Outro problema identificado é a falta de relação entre a complexidade das funções e a remuneração. Coordenadores-gerais, que ocupam cargos de alta direção, recebem até R$ 12,7 mil, o equivalente a apenas 64% do salário de um analista de ciência e tecnologia e a 38% dos vencimentos de um auditor fiscal do Trabalho.
Amplitude salarial desproporcional desmotiva servidores
A disparidade nos salários no setor público também varia amplamente entre Estados e categorias. No Tocantins, um analista de gestão governamental começa com R$ 4,5 mil e pode alcançar R$ 41,2 mil ao longo da carreira — um aumento de 808%. Já em Santa Catarina, a mesma função varia de R$ 1,2 mil a R$ 1,9 mil, um crescimento de 47%.
Em Mato Grosso do Sul, o salário de um auditor fiscal pode chegar aos R$ 49 mil.

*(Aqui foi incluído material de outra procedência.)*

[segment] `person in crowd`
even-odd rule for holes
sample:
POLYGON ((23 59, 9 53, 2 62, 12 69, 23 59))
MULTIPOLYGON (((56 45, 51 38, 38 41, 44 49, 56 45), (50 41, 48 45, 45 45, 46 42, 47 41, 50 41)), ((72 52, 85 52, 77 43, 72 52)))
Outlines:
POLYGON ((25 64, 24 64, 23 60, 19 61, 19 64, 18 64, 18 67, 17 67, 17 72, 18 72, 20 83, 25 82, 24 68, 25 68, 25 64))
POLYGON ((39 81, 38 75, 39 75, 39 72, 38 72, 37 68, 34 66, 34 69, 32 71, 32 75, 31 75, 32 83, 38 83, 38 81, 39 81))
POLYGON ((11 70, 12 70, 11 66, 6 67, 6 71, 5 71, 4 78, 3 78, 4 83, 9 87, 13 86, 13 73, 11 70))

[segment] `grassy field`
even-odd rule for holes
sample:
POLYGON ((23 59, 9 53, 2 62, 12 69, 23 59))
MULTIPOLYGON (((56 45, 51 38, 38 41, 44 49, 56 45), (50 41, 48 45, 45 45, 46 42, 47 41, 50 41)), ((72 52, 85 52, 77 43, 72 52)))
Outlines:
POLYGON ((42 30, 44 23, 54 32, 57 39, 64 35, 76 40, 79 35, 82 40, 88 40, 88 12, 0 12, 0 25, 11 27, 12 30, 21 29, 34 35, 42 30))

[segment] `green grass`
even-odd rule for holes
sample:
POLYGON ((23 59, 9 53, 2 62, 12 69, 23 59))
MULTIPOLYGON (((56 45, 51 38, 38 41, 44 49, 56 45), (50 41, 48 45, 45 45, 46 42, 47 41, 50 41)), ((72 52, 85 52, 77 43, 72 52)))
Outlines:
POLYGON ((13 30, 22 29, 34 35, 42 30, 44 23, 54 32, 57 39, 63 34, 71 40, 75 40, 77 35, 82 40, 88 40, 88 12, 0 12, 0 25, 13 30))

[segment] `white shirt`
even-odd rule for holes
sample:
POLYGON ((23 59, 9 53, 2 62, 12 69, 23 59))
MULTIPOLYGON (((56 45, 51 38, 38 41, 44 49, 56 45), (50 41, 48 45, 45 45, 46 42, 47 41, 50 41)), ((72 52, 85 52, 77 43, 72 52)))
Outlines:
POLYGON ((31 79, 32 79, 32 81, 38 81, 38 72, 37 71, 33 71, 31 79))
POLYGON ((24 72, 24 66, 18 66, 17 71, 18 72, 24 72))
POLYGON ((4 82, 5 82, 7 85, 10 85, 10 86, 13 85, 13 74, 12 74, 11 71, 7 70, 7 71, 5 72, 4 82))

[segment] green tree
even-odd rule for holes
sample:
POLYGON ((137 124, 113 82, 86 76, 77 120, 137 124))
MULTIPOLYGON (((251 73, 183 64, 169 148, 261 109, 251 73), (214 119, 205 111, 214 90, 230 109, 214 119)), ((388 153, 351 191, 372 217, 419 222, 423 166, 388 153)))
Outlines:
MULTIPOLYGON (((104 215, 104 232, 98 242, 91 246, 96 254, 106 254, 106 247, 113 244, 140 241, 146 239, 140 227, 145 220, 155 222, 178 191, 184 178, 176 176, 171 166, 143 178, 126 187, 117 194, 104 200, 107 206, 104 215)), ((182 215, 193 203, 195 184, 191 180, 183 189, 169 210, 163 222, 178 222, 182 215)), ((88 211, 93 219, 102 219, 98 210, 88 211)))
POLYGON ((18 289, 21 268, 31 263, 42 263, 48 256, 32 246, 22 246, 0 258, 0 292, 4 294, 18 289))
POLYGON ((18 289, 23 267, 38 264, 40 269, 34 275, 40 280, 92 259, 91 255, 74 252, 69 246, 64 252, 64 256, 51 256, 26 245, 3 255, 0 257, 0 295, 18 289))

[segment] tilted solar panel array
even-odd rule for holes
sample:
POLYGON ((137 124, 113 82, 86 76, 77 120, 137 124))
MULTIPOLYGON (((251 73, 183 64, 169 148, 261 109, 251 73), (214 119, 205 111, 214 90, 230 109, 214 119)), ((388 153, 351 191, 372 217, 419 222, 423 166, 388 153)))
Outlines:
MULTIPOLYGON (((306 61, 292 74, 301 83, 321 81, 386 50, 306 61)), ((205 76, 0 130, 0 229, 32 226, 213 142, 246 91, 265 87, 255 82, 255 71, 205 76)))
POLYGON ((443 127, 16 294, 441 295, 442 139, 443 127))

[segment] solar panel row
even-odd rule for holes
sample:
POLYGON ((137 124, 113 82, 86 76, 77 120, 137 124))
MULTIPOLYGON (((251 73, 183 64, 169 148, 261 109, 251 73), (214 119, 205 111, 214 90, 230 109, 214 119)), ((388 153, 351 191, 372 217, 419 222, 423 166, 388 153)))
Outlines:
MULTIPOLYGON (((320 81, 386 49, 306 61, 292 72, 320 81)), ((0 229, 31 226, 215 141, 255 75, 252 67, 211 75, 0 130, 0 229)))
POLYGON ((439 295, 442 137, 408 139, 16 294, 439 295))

O valor é superior ao teto constitucional, atualmente em R$ 44 mil.
A falta de uma política uniforme de reajuste é outro desafio. Carreiras como auditores fiscais tiveram aumentos reais superiores a 50%, enquanto cargos de alta direção enfrentaram cortes de até 37,3%. Essa inconsistência gera incerteza e privilegia categorias com maior poder de articulação política.
A concentração de privilégios em carreiras específicas também amplia as desigualdades. Advogados da União e auditores fiscais recebem remunerações próximas ao teto constitucional, além de benefícios extras, como honorários de sucumbência.
Para Paula Frias, coordenadora de Dados da República.org, essas distorções afetam a motivação e o engajamento dos servidores. “O sistema desestruturado torna o serviço público menos eficaz e gera insatisfação generalizada”, afirma.
A entidade propõe simplificar as carreiras, vinculando-as às competências necessárias para cada função, além de reduzir privilégios e criar critérios mais claros para progressão salarial.